Although cars over 40 years old do not legally have to have a valid MOT, new data has found that one in five of those that have been MOT tested have failed.
The data highlights the importance of classic car owners regularly checking the roadworthiness of their vehicles and undertaking maintenance.
Data obtained via a Freedom of Information request to the Driver and Vehicle Standards Agency by BookMyGarage.com found that 121,204 cars aged over 40 had taken a voluntary MOT test between January 2019 and June 2021. Of these, about 20 per cent failed.
Cars aged 40 or older have not legally required an MOT since May 2018, and have also been exempt from paying road tax.
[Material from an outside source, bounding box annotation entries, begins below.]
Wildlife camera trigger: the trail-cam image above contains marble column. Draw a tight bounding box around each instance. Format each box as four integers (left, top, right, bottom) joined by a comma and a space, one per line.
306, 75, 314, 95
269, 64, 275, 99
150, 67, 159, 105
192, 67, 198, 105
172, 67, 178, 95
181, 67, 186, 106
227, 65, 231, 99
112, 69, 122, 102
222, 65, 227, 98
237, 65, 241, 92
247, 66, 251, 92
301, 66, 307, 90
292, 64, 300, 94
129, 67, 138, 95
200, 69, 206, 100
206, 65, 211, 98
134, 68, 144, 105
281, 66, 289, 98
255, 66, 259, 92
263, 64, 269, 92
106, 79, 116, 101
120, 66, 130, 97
However, owners are still required to keep their vehicles road legal, and failing to do so could result in a fine of up to £2,500 and three penalty points.
Jessica Potts, head of marketing at BookMyGarage.com, said: “The fact that almost a fifth of classic cars failed voluntary MOT tests highlights the importance of classic car owners carrying out regular checks and keeping on top of maintenance.
“Even if a classic car covers a limited number of miles each year, it’s not uncommon for potentially dangerous faults to occur.
“Our advice to classic car owners who aren’t mechanically inclined is to get a voluntary MOT test or vehicle health check carried out annually by a qualified garage for peace of mind. That way, drivers avoid risking fines and penalty points, or even causing an accident.”
From the data, Dodge had the highest percentage of failures at 55.2 per cent, though this did only relate to 143 tests. Austin Morris (BMC) was second with 39.3 per cent from 567 tests, followed by Volkswagen with 31.9 per cent from 19,154 tests.